Tiny Inference-Time Scaling with Latent Verifiers
New latent-space verifier reduces compute FLOPs by 51% while improving image quality scores by 2.7%.
A research team from the University of Modena and Reggio Emilia has introduced a breakthrough method called VHS (Verifier on Hidden States) that dramatically reduces the computational cost of improving AI-generated images. The paper, "Tiny Inference-Time Scaling with Latent Verifiers," addresses a critical bottleneck in current image generation pipelines where Multimodal Large Language Models (MLLMs) are used as verifiers to score and select the best outputs. These MLLMs require decoding generated images from latent space to pixel space and then re-encoding them, creating redundant operations that consume significant time and resources.
VHS operates directly on the intermediate hidden representations of Diffusion Transformer (DiT) generators, eliminating the need for pixel-space conversion entirely. This approach enables more efficient inference-time scaling, particularly valuable when working with limited computational budgets and small numbers of candidate images per prompt. The researchers demonstrated that VHS reduces joint generation-and-verification time by 63.3%, compute FLOPs by 51%, and VRAM usage by 14.5% compared to standard MLLM verifiers while actually improving performance.
Remarkably, this efficiency gain doesn't come at the cost of quality. The team reported a +2.7% improvement on the GenEval benchmark when using the same inference-time budget, showing that their method not only saves resources but can enhance output quality. This represents a significant advancement in making high-quality image generation more accessible and sustainable, particularly for applications requiring rapid iteration or operating under computational constraints.

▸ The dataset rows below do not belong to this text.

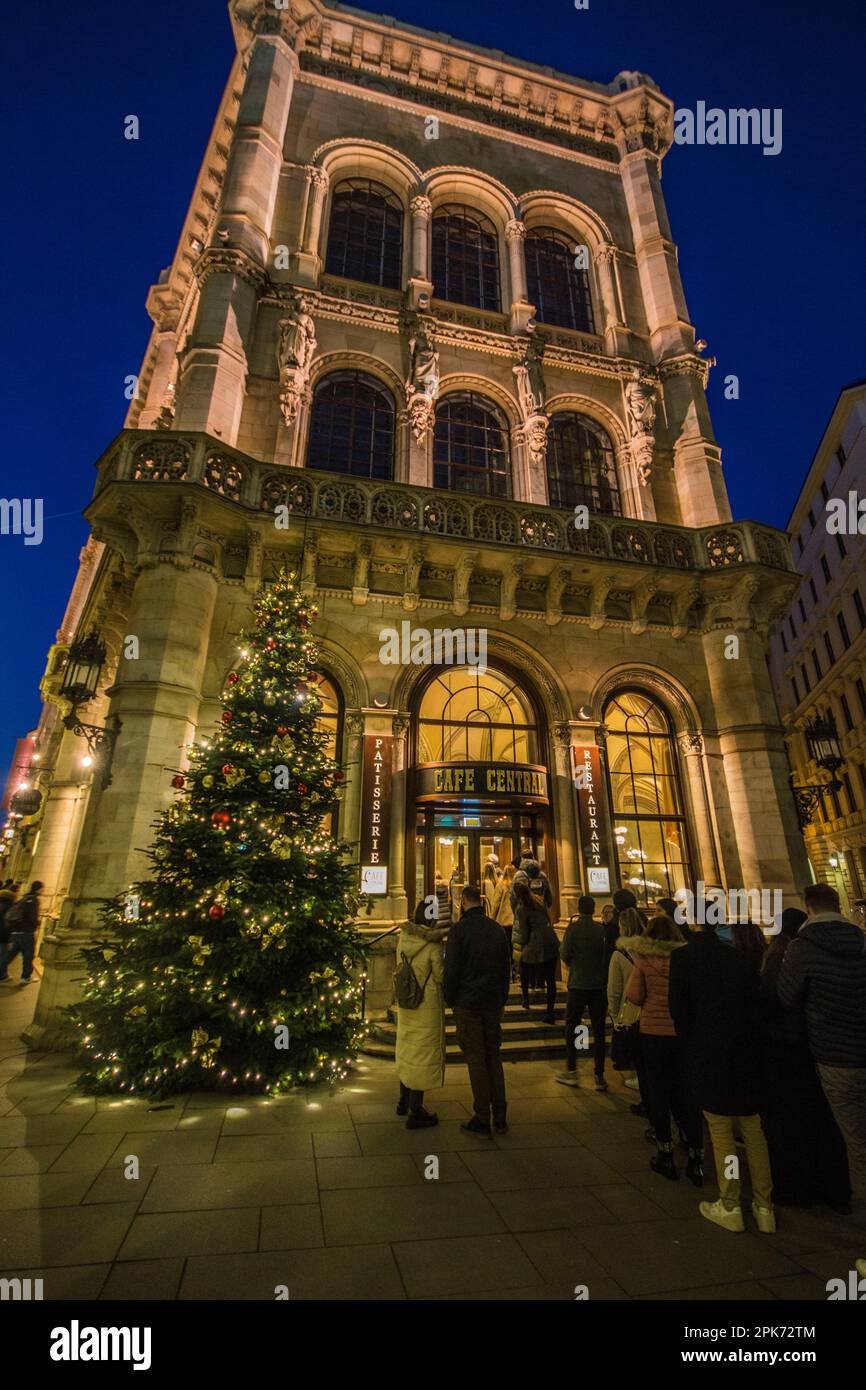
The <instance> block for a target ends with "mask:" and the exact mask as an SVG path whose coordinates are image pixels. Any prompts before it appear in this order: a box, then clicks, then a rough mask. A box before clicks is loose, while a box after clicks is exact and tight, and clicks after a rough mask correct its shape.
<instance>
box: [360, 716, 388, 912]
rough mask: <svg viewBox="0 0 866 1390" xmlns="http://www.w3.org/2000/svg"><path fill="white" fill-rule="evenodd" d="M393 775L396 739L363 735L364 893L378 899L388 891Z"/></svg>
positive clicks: (362, 853)
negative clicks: (388, 878)
mask: <svg viewBox="0 0 866 1390" xmlns="http://www.w3.org/2000/svg"><path fill="white" fill-rule="evenodd" d="M392 774H393V738H391V737H389V735H388V734H364V776H363V781H361V833H360V863H361V892H370V894H374V895H377V897H381V895H382V894H386V892H388V855H389V847H391V778H392Z"/></svg>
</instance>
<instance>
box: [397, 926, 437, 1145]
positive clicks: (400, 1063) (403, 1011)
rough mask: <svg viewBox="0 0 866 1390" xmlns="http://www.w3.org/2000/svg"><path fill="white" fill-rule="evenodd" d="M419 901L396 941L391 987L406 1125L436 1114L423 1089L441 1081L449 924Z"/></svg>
mask: <svg viewBox="0 0 866 1390" xmlns="http://www.w3.org/2000/svg"><path fill="white" fill-rule="evenodd" d="M427 910H428V909H427V905H425V902H424V901H423V902H420V903H418V906H417V908H416V912H414V920H413V922H411V923H407V924H406V926H405V927H403V929H402V931H400V938H399V944H398V969H396V972H395V976H393V988H395V995H396V1004H398V1047H396V1068H398V1080H399V1083H400V1099H399V1102H398V1115H406V1116H407V1120H406V1129H427V1127H430V1126H431V1125H436V1123H438V1116H436V1115H432V1113H431V1112H430V1111H425V1109H424V1091H432V1090H435V1088H436V1087H439V1086H442V1084H443V1083H445V1004H443V998H442V973H443V962H442V941H443V940H445V937H446V935H448V927H438V926H436V924H435V922H434V923H431V922H430V920H428V917H427Z"/></svg>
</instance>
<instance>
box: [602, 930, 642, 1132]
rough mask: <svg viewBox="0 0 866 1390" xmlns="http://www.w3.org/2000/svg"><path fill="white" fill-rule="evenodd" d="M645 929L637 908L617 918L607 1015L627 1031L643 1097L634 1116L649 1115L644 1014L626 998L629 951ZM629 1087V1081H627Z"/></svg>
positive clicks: (635, 1072) (637, 1087)
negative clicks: (642, 1050) (644, 1040)
mask: <svg viewBox="0 0 866 1390" xmlns="http://www.w3.org/2000/svg"><path fill="white" fill-rule="evenodd" d="M645 926H646V923H645V922H644V919H642V916H641V913H639V912H638V909H637V908H623V910H621V912H620V915H619V919H617V927H619V931H620V934H619V937H617V940H616V947H614V951H613V955H612V956H610V967H609V970H607V1012H609V1015H610V1022H612V1023H613V1027H614V1029H623V1027H626V1029H627V1030H628V1044H630V1051H631V1061H632V1063H634V1072H635V1077H637V1090H638V1094H639V1097H641V1098H639V1101H638V1102H635V1104H634V1105H630V1106H628V1109H630V1111H631V1113H632V1115H642V1116H649V1083H648V1080H646V1068H645V1066H644V1055H642V1052H641V1011H639V1009H638V1008H637V1005H634V1004H630V1002H628V999H627V998H626V987H627V984H628V980H630V979H631V972H632V969H634V956H632V955H631V951H630V948H631V947H632V944H634V940H632V938H637V937H642V935H644V927H645ZM626 1086H628V1081H626Z"/></svg>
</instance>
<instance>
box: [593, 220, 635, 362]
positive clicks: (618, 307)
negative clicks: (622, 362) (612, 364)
mask: <svg viewBox="0 0 866 1390" xmlns="http://www.w3.org/2000/svg"><path fill="white" fill-rule="evenodd" d="M595 274H596V281H598V288H599V295H601V299H602V310H603V314H605V322H603V325H602V329H601V331H602V332H603V335H605V341H606V347H607V352H609V353H610V354H612V356H613V357H616V356H619V354H620V353H624V352H626V349H627V345H628V329H627V328H626V320H624V317H623V302H621V297H620V286H619V281H617V274H616V246H609V245H606V243H605V245H603V246H599V247H598V250H596V252H595ZM595 331H596V332H598V331H599V325H598V324H596V329H595Z"/></svg>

- VHS reduces joint generation-and-verification time by 63.3% compared to MLLM verifiers
- The method cuts compute FLOPs by 51% and VRAM usage by 14.5% while improving GenEval scores by 2.7%
- Operates directly on DiT hidden representations, eliminating costly pixel-space decoding and re-encoding
Why It Matters
Makes high-quality AI image generation dramatically more efficient and accessible, reducing both cost and environmental impact.